Minister for Policing, Brandon Lewis MP writes:
The countryside is Britain’s most treasured natural asset – many of us work, live and enjoy it every day of the year.
So when I joined the Home Office last summer as Minister for Policing and the Fire Service, I was delighted to have the chance to help steer through Parliament a Bill, now the Policing and Crime Act, which contained measures that will deliver real benefits to rural communities.
In this Government’s manifesto, we said we would protect hunting, shooting and fishing because of the contribution they make to individuals, the environment and the rural economy, and we are delivering on this. Democratically elected Police and Crime Commissioners have already given local communities a powerful voice in determining how policing resources are allocated to help tackle rural crime. And now the Policing and Crime Act is going a considerable way to making firearms licensing simpler, clearer and more consistent for both the shooting community and our partners in law enforcement.

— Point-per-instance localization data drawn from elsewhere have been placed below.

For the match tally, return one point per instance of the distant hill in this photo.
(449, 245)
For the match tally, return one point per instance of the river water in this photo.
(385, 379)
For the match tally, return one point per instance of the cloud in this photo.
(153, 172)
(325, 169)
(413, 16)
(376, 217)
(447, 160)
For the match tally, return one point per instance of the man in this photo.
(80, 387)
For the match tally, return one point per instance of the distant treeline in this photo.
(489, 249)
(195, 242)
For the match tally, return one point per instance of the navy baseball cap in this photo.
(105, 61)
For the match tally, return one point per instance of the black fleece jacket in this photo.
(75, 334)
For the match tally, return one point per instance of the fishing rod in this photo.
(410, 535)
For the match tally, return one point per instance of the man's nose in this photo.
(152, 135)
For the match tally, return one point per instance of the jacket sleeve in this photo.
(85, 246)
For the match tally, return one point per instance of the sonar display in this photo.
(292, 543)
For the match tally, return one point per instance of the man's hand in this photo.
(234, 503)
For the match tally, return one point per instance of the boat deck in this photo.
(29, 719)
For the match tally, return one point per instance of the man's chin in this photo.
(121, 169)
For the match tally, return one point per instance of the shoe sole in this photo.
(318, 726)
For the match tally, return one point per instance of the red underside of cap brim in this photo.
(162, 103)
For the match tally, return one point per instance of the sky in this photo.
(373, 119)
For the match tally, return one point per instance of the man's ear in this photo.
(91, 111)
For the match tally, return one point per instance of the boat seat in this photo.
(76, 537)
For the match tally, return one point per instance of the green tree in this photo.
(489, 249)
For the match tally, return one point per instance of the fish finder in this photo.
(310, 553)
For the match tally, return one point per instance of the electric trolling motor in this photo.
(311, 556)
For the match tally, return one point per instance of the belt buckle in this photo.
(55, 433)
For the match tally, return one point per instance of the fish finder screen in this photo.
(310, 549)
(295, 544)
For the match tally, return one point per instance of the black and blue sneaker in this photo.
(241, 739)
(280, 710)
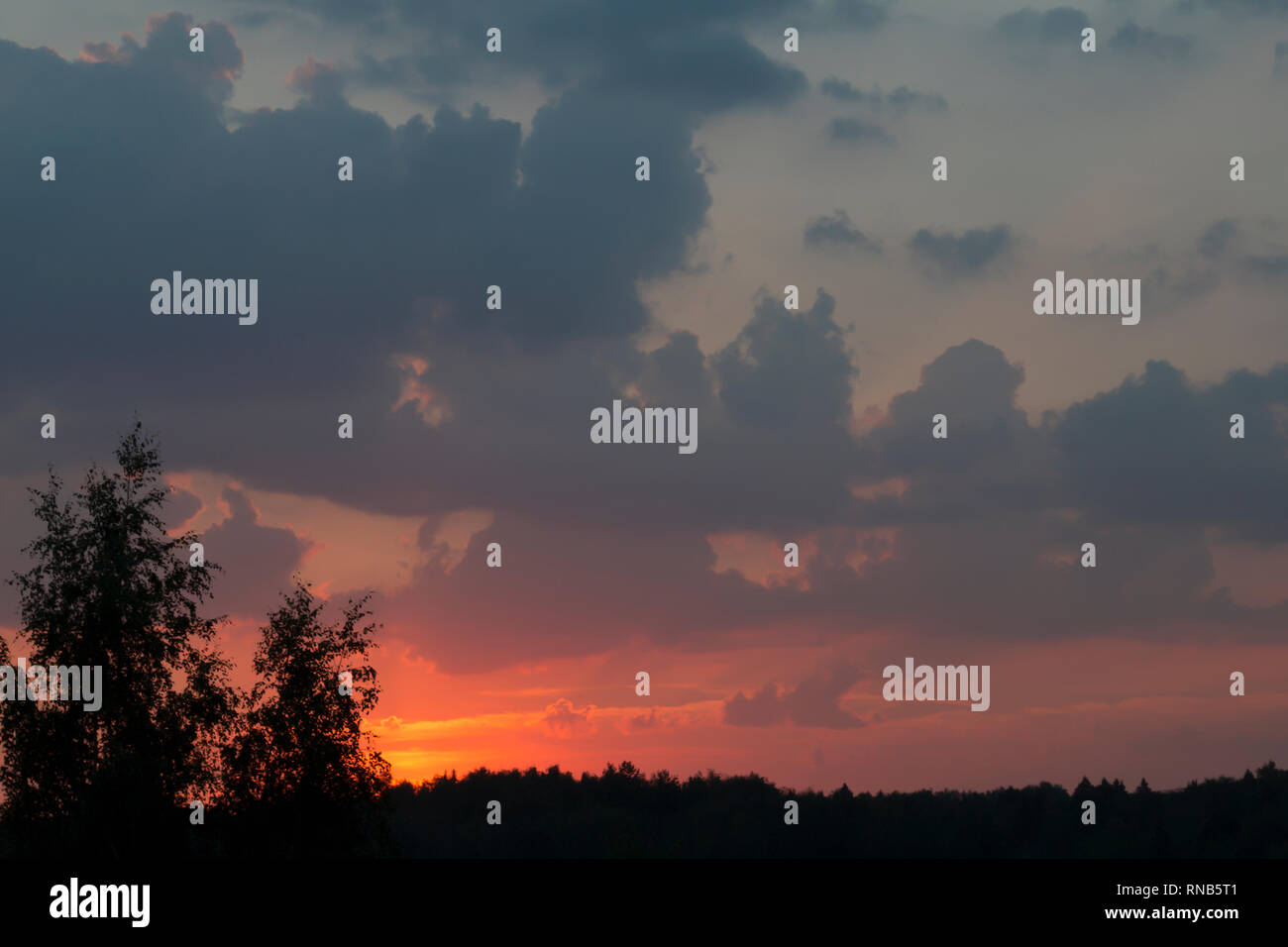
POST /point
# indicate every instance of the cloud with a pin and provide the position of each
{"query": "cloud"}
(256, 561)
(812, 702)
(317, 80)
(1136, 42)
(837, 230)
(1054, 26)
(854, 132)
(971, 252)
(563, 719)
(900, 101)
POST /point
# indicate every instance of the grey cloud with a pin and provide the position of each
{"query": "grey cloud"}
(854, 132)
(1054, 26)
(971, 252)
(837, 230)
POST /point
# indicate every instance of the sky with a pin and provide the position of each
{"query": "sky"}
(768, 169)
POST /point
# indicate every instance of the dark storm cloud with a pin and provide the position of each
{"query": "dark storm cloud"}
(1215, 239)
(900, 101)
(256, 561)
(1237, 8)
(812, 702)
(1056, 26)
(1001, 500)
(373, 295)
(1122, 451)
(854, 132)
(1136, 42)
(837, 230)
(971, 252)
(699, 56)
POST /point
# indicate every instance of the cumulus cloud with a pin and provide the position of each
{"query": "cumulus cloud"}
(961, 254)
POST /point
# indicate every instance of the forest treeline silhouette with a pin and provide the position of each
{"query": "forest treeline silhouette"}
(284, 770)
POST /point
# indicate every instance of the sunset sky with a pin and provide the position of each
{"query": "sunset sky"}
(814, 427)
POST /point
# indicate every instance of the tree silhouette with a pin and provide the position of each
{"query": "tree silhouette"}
(301, 761)
(111, 589)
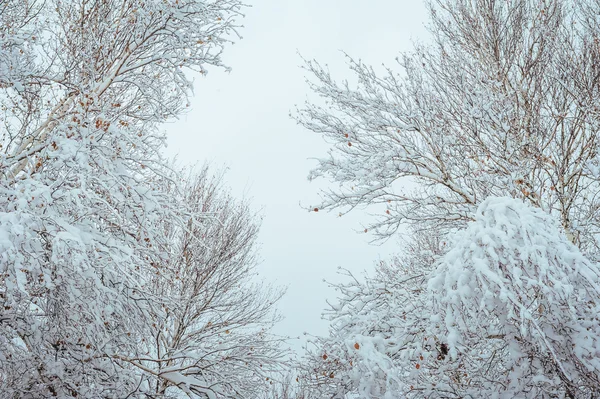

Before I go on, though, I want to stress how vital it is – and I know the lawful shooting community understands this – that we maintain our robust and effective gun laws, because having some of the toughest controls in the world keeps our communities safe. Governments must preserve public safety. Our strict firearms laws give us a huge advantage over criminals seeking to use guns to support their activities. Since 2010, crimes traditionally measured by the Crime Survey for England and Wales have fallen by a third and this Act balances the necessarily rigorous expectations that our firearms laws set with real-life practicalities for the shooting community.
One clear example arises from the rules around expanding ammunition for rifles, which is legally required when hunting deer, something I know the Countryside Alliance were keen to see changed. Until now, the police have had to add conditions on a firearm certificate for the possession of expanding ammunition, but this creates additional administration. The Act will simplify the licensing process and saves precious resources for the police so that it will no longer be a requirement to have those additional conditions added to a certificate or permit when this provision commences in late spring.
We also fully recognised that the current provisions in the Firearms Act, which allow for the borrowing of rifles and shotguns on private premises, needed to be updated. From the spring, the change in regulations brought in under the Act will allow a person to borrow a firearm not only from the owner or occupier and to use it in their presence, but also from a certificate holder who is on the premises and has been authorised by the owner or occupier to lend their weapon for use in the same way.
We have also used the Act to bring greater clarity to the definitions in our firearms licensing legislation. Following a report from the Law Commission in 2015, the Act is allowing us to define exactly what counts as an antique firearm, meaning any uncertainty among law enforcement agencies and legitimate collectors about the classification and licensing of these old and historic firearms will end. We will now set out a list of which type of firearms, their cartridges and their ignition systems, are designated as antique – something which we will consult on publicly in the coming months.
Bringing this level of clarity and consistency benefits firearms owners and collectors as well as law enforcement. Crime data shows that the lack of clarity, for instance around antiques firearms, could be a factor in criminals accessing firearms. We need to stop that to keep Britain safe and also to make sure legitimate owners and law-abiding licence holders can continue, unhindered, with their lawful activities.
I want to highlight one final change, which I know the Countryside Alliance was also keen to see following a number of public order disturbances where individuals used face coverings to conceal their identity. In the midst of a violent protest or public order incident, it was not always possible for officers to get the written authorisation required to order someone to remove a face covering. The Act changes this and allows verbal authorisation in such situations, with written authorisation confirmed later. This is a pragmatic, common-sense solution that will give police greater flexibility to deal with criminal behaviour while maintaining important safeguards.
With the Policing and Crime Act now taking effect, it is satisfying to know that many of the measures being brought in will bring real benefits to countryside communities. We must continue to do all we can to reduce crime in this country, especially around the misuse of firearms. We will also do whatever we can to support everyone who lives, works and enjoys the countryside.